By casting 21 local actors, Disher built a village — ranging from age 8 to mid-60s, each with a different shape or size, and each with at least two costumes, or in some cases, up to four.
“This is the biggest costume show I’ve ever done at Center Stage, period, hands down — huge, humungous and a chore that I would not wish upon my worst enemy. Really,” Disher said. “It was putting it together piece by piece, not even costume by costume. Piece by piece. I started reaching out to companies that rent the costumes, and either they didn’t have the sizes, or the rental fees were ridiculous, up to $250 per costume per week. One company down in Texas was going to do me a favor and rent me most of the show for just $5,000.”
With that, Disher got to work, sourcing many of the pieces from the Long Wharf Theatre in Connecticut, he said, describing them as a “godsend.”
But they weren’t a one-stop shop.
Lumiere’s hands came in from California, and Cogsworth’s pendulum was made in Indiana. The Beast mask was handmade in Ohio, fit to Ottati’s measurements. And pieces of the villager costumes were shipped from India.

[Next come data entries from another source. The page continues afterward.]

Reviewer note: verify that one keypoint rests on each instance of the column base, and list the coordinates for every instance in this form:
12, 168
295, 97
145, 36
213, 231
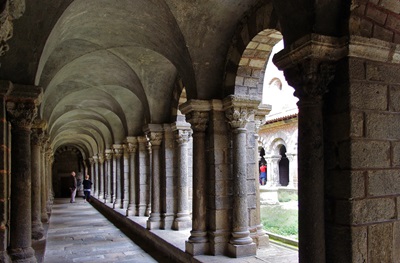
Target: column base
4, 257
23, 255
37, 231
181, 224
153, 224
195, 249
44, 217
238, 251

“I swear, I am just looking forward to the day when I can go to the post office and not have a yellow slip in my box saying, ‘Come get your boxes,’” Disher said. “But, the end product, I have to tell you, is dazzling. Dazzling. So many rich velvets and brocades. I wanted the costumes to reflect the romance of the piece, and my goodness, they are exquisite.”
A week before curtain, with two of the matinees nearly sold out, Disher has a new respect for the musical — “With this particular show, yes, I have completely changed my mind – completely,” he said. “Everything about it works beautifully” — but he wouldn’t say that he’s a Disney convert per se.

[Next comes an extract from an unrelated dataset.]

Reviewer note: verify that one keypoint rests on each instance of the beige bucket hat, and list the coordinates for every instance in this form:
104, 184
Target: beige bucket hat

“Laughingly, someone said to me, ‘Oh so what’s next year, “Lion King?”’ And I was like, ‘Don’t even hex me. Don’t even. Don’t.’ Where do you even go for a giraffe?”
He laughed. “Right now, I want this to raise the bar again, as far as musicals out here, because I am very proud of the fact that I have 21 community members who have sacrificed an awful lot of time, have clocked more miles than I care to count, and not a single person is union,” he said. “This production is all about community and dare I say community theater at its finest.”
The Center Stage production of Disney’s “Beauty and the Beast” will open on Friday, March 9, at 7 p.m. at the Southampton Cultural Center, located at 25 Pond Lane in Southampton. Additional performances will be held on Fridays and Saturdays at 7 p.m., and Sundays at 2 and 7 p.m., through March 25.
The cast includes: Marco Barrila, Daniel Becker, Michael Casper, Julie Crowley, Bethany Dellapolla, Gabriel DiFrancesco, Jonathan Fogarty, Adam Fronc, Joey Giovingo, Eli Jones, Katrina Lovett, Pamela Morris, Tom Rosante, Michaal Lyn Schepps, Anna Schiavoni, Alyssa Semken, Amanda Summers and Darren Ottati as The Beast and Mary Sabo as Belle. Michael Disher directs and Amanda Jones musically directs.